Yesterday we put a pet door in the door to the laundry room, which is where we keep the cats’ litter boxes.  This has improved things tremendously in our house, though a couple of the cats were confused by the whole thing.  Tangerine took to it instantly, of course, and figured it out right away.  Azzie, on the other hand, who still gets lost in the bathtub, had to be physically shoved through it both ways before he realized he could actually go through it on his own.

Finally, it’s just after eleven o’clock at night, which means I should get to sleep, I suppose.  Personally, I hate sleep.  There are a lot of books I could read, a lot of writing I could do, a lot of movies that I could see if only my body didn’t insist on shutting down for six to eight hours every night.  I tend to stay up really late, like 1 or 2 in the morning, which means I’m utterly useless in the morning.  The only good thing I get out of sleep is a few rather vivid dreams, which can occasionally lend some neat imagery to my writing.  I know that there are drugs out there (experimental, mostly) which I could take that could reduce the amount of sleep my body needs, but that just seems wrong.  But my doctor informs me that regular sleep will help with my weight loss and depression and a host of other issues, so I suppose I’d better give it a whirl.
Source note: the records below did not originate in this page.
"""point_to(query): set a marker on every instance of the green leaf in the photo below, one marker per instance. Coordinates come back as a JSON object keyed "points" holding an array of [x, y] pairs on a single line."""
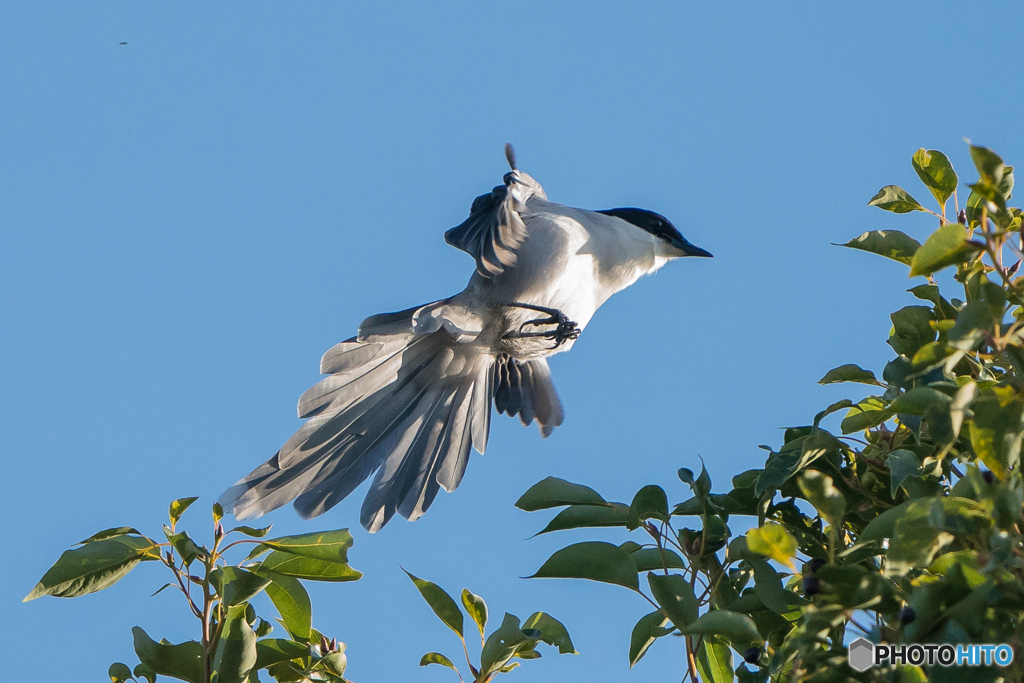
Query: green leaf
{"points": [[292, 602], [947, 246], [849, 373], [934, 169], [739, 629], [676, 597], [911, 329], [182, 662], [476, 608], [595, 560], [178, 507], [891, 244], [184, 546], [440, 602], [821, 493], [237, 586], [235, 655], [307, 567], [274, 650], [773, 541], [141, 671], [648, 559], [646, 631], [252, 531], [437, 657], [902, 464], [92, 567], [996, 434], [649, 503], [920, 399], [870, 412], [119, 673], [552, 631], [895, 199], [110, 532], [579, 516], [330, 546], [502, 645], [714, 662], [554, 493]]}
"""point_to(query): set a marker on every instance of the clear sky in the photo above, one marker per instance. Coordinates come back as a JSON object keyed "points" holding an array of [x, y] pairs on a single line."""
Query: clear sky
{"points": [[189, 220]]}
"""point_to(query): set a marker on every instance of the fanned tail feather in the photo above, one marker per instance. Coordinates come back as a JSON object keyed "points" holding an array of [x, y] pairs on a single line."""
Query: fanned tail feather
{"points": [[407, 406]]}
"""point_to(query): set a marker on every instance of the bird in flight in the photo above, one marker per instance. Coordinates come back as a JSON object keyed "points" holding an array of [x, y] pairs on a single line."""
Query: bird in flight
{"points": [[411, 393]]}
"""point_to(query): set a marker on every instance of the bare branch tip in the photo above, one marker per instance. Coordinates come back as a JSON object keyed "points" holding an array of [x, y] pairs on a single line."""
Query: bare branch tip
{"points": [[510, 156]]}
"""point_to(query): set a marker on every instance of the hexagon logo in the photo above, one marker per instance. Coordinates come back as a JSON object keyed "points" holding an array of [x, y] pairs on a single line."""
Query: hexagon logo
{"points": [[860, 654]]}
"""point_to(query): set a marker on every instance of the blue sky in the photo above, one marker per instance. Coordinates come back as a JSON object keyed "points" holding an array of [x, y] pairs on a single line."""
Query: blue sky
{"points": [[189, 220]]}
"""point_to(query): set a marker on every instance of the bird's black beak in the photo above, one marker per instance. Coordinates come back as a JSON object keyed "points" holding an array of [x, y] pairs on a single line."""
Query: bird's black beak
{"points": [[682, 245]]}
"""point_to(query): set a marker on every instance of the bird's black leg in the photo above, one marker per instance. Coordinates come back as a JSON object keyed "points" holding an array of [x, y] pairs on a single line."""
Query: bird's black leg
{"points": [[564, 328]]}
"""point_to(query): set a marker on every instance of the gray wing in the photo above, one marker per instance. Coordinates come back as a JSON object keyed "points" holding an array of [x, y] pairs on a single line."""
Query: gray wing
{"points": [[495, 227]]}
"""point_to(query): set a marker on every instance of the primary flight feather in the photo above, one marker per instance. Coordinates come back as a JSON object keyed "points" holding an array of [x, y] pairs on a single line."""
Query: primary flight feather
{"points": [[411, 393]]}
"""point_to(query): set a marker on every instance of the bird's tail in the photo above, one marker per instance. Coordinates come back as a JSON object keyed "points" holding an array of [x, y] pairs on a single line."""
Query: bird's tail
{"points": [[407, 398]]}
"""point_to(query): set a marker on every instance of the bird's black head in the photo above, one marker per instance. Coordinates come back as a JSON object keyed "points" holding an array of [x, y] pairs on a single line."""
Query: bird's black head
{"points": [[657, 225]]}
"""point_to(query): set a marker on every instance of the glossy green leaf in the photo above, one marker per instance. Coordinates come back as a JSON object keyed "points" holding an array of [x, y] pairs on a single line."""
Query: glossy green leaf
{"points": [[92, 567], [554, 493], [649, 503], [307, 567], [739, 629], [936, 172], [330, 546], [646, 631], [237, 586], [821, 493], [870, 412], [849, 373], [476, 608], [274, 650], [652, 559], [947, 246], [901, 464], [119, 673], [178, 507], [595, 560], [714, 662], [110, 532], [183, 662], [141, 671], [235, 655], [920, 399], [773, 541], [442, 603], [185, 547], [292, 601], [503, 644], [437, 657], [252, 530], [552, 631], [580, 516], [891, 244], [675, 596], [895, 199]]}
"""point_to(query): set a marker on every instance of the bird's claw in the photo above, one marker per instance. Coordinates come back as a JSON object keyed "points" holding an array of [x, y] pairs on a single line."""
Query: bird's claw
{"points": [[565, 330]]}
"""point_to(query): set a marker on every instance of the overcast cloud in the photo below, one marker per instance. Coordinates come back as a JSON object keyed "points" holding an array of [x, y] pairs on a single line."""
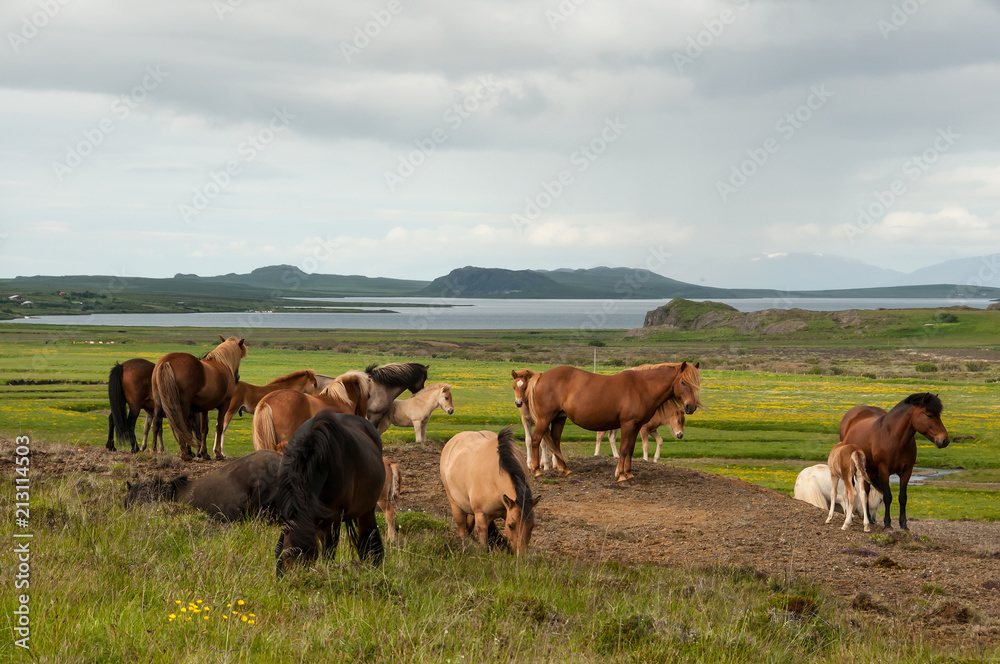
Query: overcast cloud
{"points": [[404, 139]]}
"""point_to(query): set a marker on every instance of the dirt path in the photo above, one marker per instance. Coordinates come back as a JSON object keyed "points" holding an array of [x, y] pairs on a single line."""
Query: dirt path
{"points": [[946, 581]]}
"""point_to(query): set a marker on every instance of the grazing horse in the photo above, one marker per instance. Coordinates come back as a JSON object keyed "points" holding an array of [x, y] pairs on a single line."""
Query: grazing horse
{"points": [[390, 494], [485, 479], [888, 440], [416, 411], [332, 472], [185, 386], [670, 412], [130, 384], [847, 463], [280, 413], [625, 400], [246, 487], [388, 382], [524, 380], [247, 396], [813, 486]]}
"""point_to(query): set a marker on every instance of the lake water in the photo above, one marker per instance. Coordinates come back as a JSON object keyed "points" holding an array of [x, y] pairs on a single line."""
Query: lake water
{"points": [[472, 313]]}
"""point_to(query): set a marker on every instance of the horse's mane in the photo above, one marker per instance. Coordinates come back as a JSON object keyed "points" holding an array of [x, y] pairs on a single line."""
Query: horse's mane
{"points": [[398, 374], [295, 374], [513, 464], [229, 353], [931, 402]]}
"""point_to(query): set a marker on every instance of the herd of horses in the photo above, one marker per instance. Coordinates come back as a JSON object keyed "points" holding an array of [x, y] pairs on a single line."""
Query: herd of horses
{"points": [[318, 459]]}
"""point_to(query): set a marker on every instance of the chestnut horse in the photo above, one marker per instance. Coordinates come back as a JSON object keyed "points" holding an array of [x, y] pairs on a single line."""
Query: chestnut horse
{"points": [[888, 441], [130, 385], [625, 400], [332, 472], [670, 412], [185, 387], [280, 413], [485, 479], [247, 396], [388, 382]]}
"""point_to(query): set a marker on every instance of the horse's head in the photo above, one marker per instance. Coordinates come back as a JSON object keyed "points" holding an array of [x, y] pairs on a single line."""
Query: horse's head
{"points": [[688, 386], [927, 418], [519, 523], [521, 378], [444, 400]]}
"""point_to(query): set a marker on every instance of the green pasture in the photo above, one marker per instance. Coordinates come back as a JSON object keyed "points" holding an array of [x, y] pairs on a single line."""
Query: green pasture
{"points": [[764, 418]]}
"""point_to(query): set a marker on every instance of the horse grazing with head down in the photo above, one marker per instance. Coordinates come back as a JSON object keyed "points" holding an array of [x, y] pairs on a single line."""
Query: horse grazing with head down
{"points": [[388, 382], [332, 472], [185, 387], [625, 400], [130, 386], [888, 440], [280, 413], [416, 411], [246, 487], [485, 479]]}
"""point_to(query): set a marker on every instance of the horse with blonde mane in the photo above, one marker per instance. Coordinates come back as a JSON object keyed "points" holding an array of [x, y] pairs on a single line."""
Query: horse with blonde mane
{"points": [[186, 388], [280, 413], [416, 411]]}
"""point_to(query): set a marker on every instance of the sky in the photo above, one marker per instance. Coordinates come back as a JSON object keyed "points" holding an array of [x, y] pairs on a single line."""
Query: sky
{"points": [[402, 139]]}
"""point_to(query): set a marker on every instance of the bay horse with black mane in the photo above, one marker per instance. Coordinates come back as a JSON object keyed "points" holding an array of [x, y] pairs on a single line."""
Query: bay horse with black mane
{"points": [[332, 472], [888, 440], [388, 382], [185, 387], [130, 386], [625, 400]]}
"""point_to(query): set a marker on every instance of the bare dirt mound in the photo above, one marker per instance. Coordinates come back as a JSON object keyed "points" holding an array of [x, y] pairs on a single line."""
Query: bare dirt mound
{"points": [[944, 576]]}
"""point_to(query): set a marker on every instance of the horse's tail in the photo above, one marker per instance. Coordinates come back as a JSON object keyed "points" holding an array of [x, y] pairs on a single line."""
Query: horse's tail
{"points": [[116, 397], [264, 435], [165, 385]]}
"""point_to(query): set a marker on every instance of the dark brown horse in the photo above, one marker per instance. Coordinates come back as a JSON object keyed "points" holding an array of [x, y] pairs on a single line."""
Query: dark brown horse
{"points": [[185, 386], [246, 487], [332, 472], [625, 400], [279, 414], [130, 386], [888, 440]]}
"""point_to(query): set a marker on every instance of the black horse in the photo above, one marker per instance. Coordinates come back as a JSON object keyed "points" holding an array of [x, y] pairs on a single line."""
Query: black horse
{"points": [[247, 486], [331, 473]]}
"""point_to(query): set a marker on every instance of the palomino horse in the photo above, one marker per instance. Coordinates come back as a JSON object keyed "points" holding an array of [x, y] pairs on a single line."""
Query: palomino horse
{"points": [[389, 381], [888, 441], [625, 400], [332, 472], [130, 384], [247, 396], [847, 462], [246, 487], [524, 381], [416, 411], [280, 413], [486, 479], [185, 386], [670, 412]]}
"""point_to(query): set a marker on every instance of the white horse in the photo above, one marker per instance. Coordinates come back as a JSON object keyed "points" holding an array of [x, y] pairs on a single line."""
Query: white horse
{"points": [[416, 411]]}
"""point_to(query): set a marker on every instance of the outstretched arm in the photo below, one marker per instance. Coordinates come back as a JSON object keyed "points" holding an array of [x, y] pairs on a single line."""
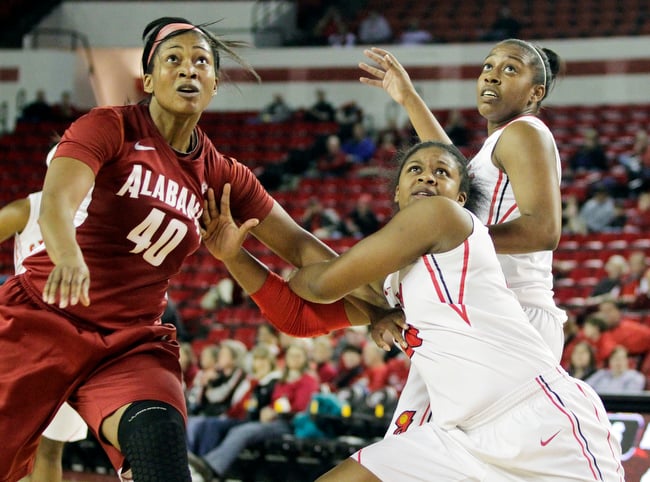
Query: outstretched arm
{"points": [[526, 152], [67, 183], [283, 308], [13, 218], [397, 245], [388, 74]]}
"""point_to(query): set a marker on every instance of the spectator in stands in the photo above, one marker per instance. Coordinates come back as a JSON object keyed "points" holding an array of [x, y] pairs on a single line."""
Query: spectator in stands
{"points": [[504, 27], [291, 395], [375, 374], [322, 110], [637, 219], [65, 110], [374, 29], [583, 361], [322, 356], [38, 110], [414, 34], [633, 160], [510, 107], [349, 372], [590, 156], [599, 212], [335, 162], [572, 223], [361, 221], [618, 377], [594, 332], [218, 385], [632, 280], [276, 111], [332, 29], [321, 221], [347, 115], [456, 128], [616, 268], [642, 300], [386, 150], [261, 382], [360, 146], [223, 293], [268, 336], [189, 365]]}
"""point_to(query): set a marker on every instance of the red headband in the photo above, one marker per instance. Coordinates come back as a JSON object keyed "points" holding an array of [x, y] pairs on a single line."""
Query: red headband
{"points": [[166, 31]]}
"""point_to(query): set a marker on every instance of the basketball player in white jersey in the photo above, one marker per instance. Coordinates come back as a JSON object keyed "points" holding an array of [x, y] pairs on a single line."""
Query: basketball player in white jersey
{"points": [[519, 168], [19, 219], [505, 409]]}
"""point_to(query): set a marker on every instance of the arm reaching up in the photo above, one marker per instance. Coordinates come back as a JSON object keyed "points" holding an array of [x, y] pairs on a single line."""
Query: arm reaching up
{"points": [[281, 306], [391, 76]]}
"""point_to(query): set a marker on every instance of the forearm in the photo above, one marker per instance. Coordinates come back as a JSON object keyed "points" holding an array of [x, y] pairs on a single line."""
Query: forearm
{"points": [[525, 234], [424, 122]]}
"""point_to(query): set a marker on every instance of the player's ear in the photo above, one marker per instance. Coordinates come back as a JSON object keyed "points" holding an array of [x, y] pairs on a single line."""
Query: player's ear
{"points": [[147, 83]]}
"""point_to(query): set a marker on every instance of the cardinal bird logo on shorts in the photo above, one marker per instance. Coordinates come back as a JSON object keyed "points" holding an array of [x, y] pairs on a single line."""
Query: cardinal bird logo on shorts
{"points": [[404, 421], [412, 338]]}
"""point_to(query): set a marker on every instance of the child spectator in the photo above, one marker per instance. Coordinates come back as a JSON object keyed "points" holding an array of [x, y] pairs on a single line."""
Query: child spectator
{"points": [[618, 377]]}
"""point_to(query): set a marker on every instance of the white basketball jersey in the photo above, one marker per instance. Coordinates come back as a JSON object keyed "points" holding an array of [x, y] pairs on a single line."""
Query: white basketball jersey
{"points": [[528, 275], [30, 240], [457, 303]]}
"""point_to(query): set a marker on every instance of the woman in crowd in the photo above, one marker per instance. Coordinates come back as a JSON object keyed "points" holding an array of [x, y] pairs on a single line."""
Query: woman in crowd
{"points": [[518, 167], [291, 394]]}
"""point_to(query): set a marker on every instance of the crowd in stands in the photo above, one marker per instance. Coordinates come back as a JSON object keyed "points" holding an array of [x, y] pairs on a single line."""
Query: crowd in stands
{"points": [[240, 398]]}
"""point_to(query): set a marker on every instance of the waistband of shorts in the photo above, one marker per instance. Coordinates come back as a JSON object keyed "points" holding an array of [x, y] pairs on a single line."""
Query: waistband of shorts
{"points": [[514, 398]]}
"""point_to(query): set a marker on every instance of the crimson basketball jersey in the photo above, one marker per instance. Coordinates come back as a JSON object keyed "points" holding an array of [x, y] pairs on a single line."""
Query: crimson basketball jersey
{"points": [[30, 239], [143, 218]]}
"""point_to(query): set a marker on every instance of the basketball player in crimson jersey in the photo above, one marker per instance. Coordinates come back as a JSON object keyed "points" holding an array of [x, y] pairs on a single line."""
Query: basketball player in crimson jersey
{"points": [[504, 408], [19, 219], [83, 322]]}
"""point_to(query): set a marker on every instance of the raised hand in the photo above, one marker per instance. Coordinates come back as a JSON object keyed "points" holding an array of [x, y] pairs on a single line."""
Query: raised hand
{"points": [[387, 73], [221, 235]]}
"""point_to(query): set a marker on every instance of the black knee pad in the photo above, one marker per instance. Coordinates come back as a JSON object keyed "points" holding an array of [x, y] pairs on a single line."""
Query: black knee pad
{"points": [[152, 439]]}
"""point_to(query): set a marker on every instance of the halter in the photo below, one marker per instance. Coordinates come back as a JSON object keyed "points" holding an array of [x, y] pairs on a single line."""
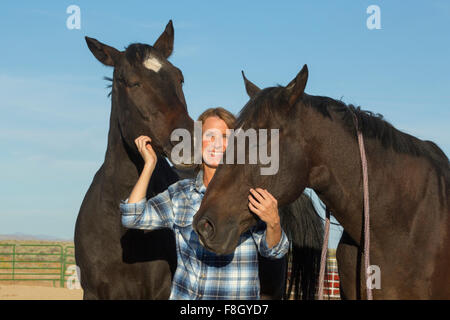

So, uh, good night, I suppose.

Writing Progress

So far, 4,133 words have been added to The Solitude of the Tentacled Space Monster.  I wish I could say that was me flailing at the keyboard at a truly superhuman rate, but the truth is that most — in fact, about 95% — of these words were just copied and pasted from an earlier draft.  I was reading some of the older draft and I realized that there’s a lot of good stuff in there, and it’s kind of silly to just dump it.

There’s still no way I’m going to meet the August 31 deadline I had set myself for this draft.  Even with today’s additions, I’m still about 68,000 words behind.  Not entirely impossible to hit that, but not real easy, either.